Concerns for your oral health are very normal as morning sickness is very common in many women during pregnancy. The acid in your tummy can be so strong, it contributes to tooth erosion. If you also suffer from heartburn or acid reflux during pregnancy, the acid may also erode your teeth. It is important not to brush your teeth straight after vomiting, instead rinse your mouth out with water to reduce acidity and wait at least thirty minutes before brushing and use a toothpaste with at least 1450 parts per million of fluoride.
Dry Mouth during pregnancy can put you at risk of oral health problems such as infections and tooth decay.

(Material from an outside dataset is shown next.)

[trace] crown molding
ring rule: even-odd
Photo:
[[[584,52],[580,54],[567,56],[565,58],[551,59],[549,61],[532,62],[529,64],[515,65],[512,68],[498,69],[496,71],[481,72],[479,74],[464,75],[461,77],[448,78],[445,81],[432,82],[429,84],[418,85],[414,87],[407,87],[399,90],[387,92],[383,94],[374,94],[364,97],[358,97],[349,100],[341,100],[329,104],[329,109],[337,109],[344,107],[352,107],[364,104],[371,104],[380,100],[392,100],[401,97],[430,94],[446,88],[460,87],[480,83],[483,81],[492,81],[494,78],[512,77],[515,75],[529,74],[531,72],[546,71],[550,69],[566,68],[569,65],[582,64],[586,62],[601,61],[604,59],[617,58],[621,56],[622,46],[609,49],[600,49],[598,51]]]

It is important to stay hydrated by drinking plenty of water.
One big question dental experts are asked is whether or not calcium from your teeth will be lost during pregnancy – this is a MYTH! If you are not taking in enough calcium during pregnancy, your body will start to use the calcium stored in your bones, not from your teeth, to help your baby grow.
Healthy Habits to remember
- Visit your dentist for a check-up if you are planning on becoming pregnant or as soon as you find out.
- See your dentist at the first sign of trouble (i.e. – swollen gums, bleeding etc…)
- Make your dentist aware of any medical history changes or about any medication you may be on.
- Use a good fluoride toothpaste, with at least 1450 parts per million of fluoride.
- Eat a good, healthy, balanced diet and try to stay away from sugary treats and drinks.
- Brush twice daily and try to floss once a day.
- If your gums are bleeding more than usual, use a plaque disclosing agent (dye) to see where you are not removing plaque biofilm properly.
- Do not smoke or use any tobacco products.